This post will introduce a couple of interesting datasets I recently stumbled upon. They contain historical stock return and fundamental data going back to`the 1980’s. Below I will outline the process by which I have made this data available, and perform an initial exploratory analysis.
Background
If you read this post, you will know I am collecting accounting and fundamental data for US stocks via the SEC EDGAR database. Price and other reference type data is also collected, and you can read about it here. The storage format is a PostgreSQL database.
The SEC data referred to above starts in 2009, and the coverage in the earlier years is patchy. This lack of data is an issue.
Why is that? I am using this data to model how a stocks characteristics (prior returns, valuation, quality, etc) influence its future returns. In doing that I am open to the possibility (it might be more accurate to say I expect) that the relationships between characteristics and returns change over time. Furthermore, it may be that these relationships change based on prevailing macroeconomic factors such as interest rates or growth, or market conditions like volatility. A hypothesis might be that high quality stocks outperform in an economic downturn. Or, stocks with strong prior returns only continue to outperform when volatility is low. Here’s the crutch. There is only one market downturn since 2009. There are limited volatility episodes, the period leading up to the financial crisis is omitted. This is an issue. Estimating a model based on an (expected) recurring phenomena requires as many occurrences of that phenomena as possible, especially when the data is noisy. The more data, the more robust the results.
That’s were the new data I have found comes in.
Data
Obviously it would be great if I had data going back to the early 1990’s covering a significant universe of stocks, the top 1,000 by market capitalisation for example. Sourcing that type of data however is not really feasible for a retail investor / hobbyist. The cost is prohibitive.
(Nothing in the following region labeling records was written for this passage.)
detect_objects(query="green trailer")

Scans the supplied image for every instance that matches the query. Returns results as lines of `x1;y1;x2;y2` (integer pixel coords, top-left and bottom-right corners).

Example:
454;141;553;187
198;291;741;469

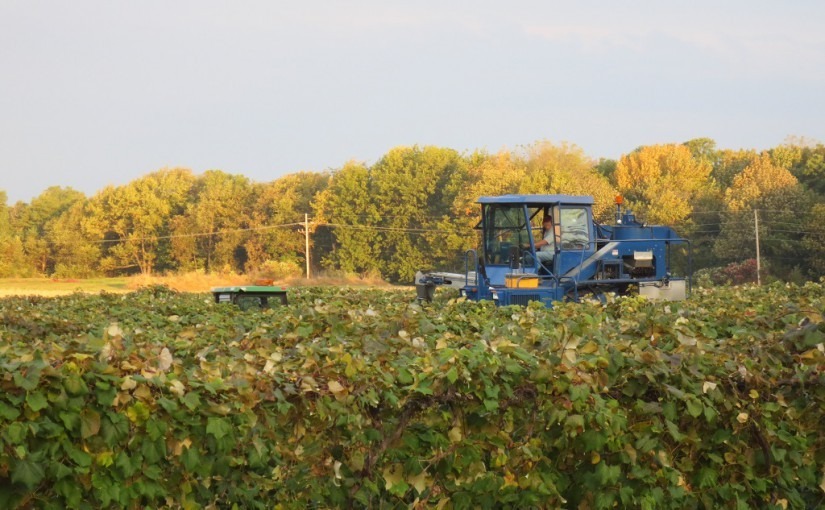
212;285;287;310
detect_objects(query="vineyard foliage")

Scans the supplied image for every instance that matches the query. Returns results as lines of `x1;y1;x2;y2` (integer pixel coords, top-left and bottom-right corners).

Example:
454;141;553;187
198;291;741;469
0;283;825;509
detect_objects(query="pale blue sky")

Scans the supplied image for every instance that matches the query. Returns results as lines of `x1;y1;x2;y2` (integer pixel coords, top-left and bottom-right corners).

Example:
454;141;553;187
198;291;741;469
0;0;825;203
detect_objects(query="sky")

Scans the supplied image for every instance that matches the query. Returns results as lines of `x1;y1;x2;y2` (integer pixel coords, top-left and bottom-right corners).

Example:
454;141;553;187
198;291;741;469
0;0;825;204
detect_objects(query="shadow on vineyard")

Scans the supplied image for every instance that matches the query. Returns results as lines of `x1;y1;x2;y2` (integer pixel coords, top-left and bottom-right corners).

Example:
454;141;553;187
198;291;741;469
0;283;825;509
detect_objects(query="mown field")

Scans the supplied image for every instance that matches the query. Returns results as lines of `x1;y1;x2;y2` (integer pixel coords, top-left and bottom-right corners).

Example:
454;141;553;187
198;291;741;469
0;283;825;509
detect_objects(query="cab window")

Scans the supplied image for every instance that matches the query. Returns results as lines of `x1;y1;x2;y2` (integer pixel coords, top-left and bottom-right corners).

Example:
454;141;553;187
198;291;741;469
560;207;590;250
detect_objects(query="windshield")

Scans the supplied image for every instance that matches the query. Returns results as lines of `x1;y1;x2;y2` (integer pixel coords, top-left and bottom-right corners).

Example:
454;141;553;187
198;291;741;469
561;207;590;250
484;204;545;264
484;204;530;264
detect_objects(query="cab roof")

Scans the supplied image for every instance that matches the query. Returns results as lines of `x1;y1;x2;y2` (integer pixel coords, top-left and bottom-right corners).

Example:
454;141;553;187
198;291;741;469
477;195;593;205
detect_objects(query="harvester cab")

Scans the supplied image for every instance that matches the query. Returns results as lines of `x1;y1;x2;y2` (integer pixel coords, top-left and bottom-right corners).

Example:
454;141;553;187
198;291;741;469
416;195;691;306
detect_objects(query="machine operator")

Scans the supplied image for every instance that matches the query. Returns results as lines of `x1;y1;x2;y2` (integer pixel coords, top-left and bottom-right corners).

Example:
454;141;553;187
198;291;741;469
524;215;556;264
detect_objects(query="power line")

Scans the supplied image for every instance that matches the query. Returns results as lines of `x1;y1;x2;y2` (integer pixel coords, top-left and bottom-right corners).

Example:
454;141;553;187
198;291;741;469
92;223;303;244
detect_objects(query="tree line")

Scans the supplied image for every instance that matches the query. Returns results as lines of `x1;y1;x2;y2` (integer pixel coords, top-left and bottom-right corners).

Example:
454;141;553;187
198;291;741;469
0;138;825;282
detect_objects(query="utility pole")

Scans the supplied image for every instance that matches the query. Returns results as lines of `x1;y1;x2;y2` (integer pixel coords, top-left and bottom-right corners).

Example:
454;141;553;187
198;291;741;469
753;209;762;285
304;213;310;280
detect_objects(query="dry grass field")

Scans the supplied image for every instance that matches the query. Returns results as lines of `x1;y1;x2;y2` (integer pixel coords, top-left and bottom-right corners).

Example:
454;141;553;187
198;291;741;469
0;273;389;298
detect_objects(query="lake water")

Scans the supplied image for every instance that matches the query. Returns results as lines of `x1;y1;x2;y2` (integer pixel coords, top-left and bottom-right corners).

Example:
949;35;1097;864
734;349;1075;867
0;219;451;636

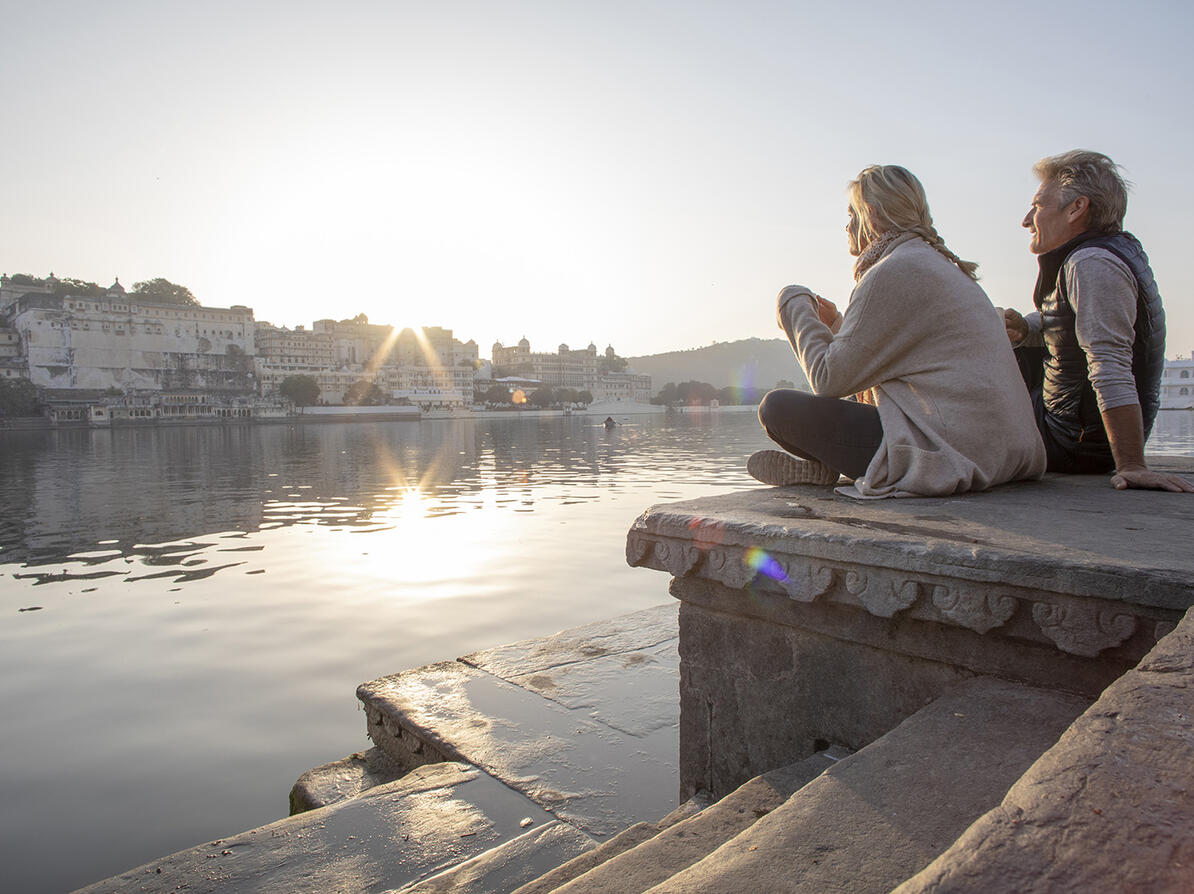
7;412;1194;892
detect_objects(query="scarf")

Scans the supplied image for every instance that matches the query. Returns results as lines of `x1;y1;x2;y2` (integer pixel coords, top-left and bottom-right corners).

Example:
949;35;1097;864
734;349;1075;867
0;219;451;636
854;230;904;282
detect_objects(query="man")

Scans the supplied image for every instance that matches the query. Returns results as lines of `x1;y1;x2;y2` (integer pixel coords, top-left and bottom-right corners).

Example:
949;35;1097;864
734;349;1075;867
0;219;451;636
1004;149;1194;493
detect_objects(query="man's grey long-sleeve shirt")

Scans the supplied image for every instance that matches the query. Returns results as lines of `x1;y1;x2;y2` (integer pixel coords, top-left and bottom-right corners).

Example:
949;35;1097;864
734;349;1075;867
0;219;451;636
1022;248;1140;412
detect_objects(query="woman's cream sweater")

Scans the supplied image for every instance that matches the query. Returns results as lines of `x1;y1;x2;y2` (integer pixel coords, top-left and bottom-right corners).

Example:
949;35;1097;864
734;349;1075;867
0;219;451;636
778;233;1045;498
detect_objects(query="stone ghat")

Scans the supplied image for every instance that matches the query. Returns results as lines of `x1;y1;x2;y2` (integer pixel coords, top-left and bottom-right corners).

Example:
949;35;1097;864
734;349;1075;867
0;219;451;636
627;457;1194;796
77;458;1194;894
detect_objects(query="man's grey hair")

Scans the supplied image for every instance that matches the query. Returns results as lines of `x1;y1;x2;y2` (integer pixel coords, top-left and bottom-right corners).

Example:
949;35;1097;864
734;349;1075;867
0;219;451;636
1033;149;1128;233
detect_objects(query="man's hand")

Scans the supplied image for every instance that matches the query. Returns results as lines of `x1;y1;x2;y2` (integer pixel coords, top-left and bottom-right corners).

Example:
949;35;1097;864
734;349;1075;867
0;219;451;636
1003;307;1028;347
1103;403;1194;494
813;295;842;335
1112;468;1194;494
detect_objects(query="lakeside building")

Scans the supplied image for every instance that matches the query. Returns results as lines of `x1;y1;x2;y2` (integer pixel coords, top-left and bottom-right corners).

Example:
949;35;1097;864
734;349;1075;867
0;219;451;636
1161;354;1194;409
0;326;29;378
492;338;651;403
257;316;478;408
4;280;256;394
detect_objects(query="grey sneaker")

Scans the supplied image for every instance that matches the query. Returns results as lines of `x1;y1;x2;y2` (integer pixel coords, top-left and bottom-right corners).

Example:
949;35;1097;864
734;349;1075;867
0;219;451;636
746;450;841;487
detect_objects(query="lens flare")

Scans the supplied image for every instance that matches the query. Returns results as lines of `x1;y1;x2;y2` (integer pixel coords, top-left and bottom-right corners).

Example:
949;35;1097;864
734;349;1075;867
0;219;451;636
745;547;788;580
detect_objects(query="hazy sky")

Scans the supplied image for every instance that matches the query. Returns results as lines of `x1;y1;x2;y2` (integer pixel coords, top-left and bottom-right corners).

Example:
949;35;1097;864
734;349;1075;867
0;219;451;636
0;0;1194;356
If you are in an academic environment the WRDS or CRISP databases are an option. This is where most of the research papers source data. This is also the source from which the well known Fama/French factors are derived.
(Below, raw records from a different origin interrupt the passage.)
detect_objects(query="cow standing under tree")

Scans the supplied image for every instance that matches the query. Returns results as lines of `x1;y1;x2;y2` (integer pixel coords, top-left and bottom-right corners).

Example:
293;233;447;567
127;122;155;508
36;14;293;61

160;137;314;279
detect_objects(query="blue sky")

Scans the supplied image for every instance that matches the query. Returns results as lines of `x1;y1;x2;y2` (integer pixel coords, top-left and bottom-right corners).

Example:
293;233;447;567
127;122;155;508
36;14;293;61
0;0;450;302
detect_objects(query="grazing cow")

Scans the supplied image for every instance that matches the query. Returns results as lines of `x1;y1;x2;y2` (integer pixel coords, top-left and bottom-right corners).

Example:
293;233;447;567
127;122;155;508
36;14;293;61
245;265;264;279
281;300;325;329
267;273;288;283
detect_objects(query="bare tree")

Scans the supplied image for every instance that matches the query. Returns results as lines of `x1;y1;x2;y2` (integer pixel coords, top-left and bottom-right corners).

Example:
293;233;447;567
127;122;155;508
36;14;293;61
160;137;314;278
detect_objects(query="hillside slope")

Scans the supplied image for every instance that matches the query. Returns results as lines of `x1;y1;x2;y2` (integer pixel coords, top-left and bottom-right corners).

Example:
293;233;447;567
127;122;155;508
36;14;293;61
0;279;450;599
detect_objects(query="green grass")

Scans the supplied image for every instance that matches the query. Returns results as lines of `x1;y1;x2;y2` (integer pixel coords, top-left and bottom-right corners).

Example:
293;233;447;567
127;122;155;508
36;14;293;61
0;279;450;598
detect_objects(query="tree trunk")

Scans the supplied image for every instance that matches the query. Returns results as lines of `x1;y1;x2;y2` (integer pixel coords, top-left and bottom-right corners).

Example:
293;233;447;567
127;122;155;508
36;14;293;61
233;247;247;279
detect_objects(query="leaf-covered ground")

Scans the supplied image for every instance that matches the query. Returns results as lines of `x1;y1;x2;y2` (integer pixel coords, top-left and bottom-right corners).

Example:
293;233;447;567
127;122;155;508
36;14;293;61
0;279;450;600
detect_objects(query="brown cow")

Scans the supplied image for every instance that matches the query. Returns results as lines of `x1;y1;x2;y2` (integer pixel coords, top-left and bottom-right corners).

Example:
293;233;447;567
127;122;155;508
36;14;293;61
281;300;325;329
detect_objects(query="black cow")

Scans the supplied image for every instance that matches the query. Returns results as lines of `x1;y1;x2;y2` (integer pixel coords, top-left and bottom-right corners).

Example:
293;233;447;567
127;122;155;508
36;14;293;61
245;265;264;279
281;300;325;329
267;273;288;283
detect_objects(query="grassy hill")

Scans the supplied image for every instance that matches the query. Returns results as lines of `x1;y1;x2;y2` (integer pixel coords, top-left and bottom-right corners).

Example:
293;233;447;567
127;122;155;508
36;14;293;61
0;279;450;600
Fortunately a couple of researchers have decided to make their work available. The website Open Source Asset Pricing “provides test asset returns and signals replicated from the academic asset pricing literature”. It supports the paper by Chen and Zimmerman [1].
The researchers responsible for “Empirical Asset Pricing via Machine Learning” [2] have published the underlying data for that paper on Dacheng Xiu’s website.
Data load
The datasets referred to above are exposed in zipped csv format, which I downloaded locally to my machine. The initial intention was to use the psql copy
command to load each of these into Postgres in a single function call for each file. That didn’t work out. I came up against the issues outlined here and here, whereby older versions of Postgres inadvertantly apply a size limit on the file that can be uploaded. Not a big deal, the data just had to be split into smaller portions as detailed in the code below.
This R script reads data into a data frame using data.table, converts the text formatted date into a date type, breaks the data into smaller chunks, saves these to a temporary CSV file, and then loads that file to Postgres calling the psql copy
command. Calling the psql command is done via the R system
function.
This process worked well, something like 5 million rows and circa 100 columns was inserted into the Postgres daabase in a couple of minutes.
# Libraries
library(data.table)
library(lubridate)
# Load data
# Date stamp V1
# https://www.openassetpricing.com/data/
# Convert integer to date & convert to prior month end (datashare.csv >> 'osap' table)
d <- fread("C:/Users/brent/Documents/VS_Code/postgres/postgres/reference/datashare.csv")
d[, date_stamp := strptime(DATE, format="%Y%m%d")]
d[, date_stamp := as.Date(floor_date(date_stamp, "month") - 1)]
# Date stamp V2
# https://dachxiu.chicagobooth.edu/download/datashare.zip
# Convert integer to date & make month end (signed_predictors_dl_wide.csv >> 'eapvml' table)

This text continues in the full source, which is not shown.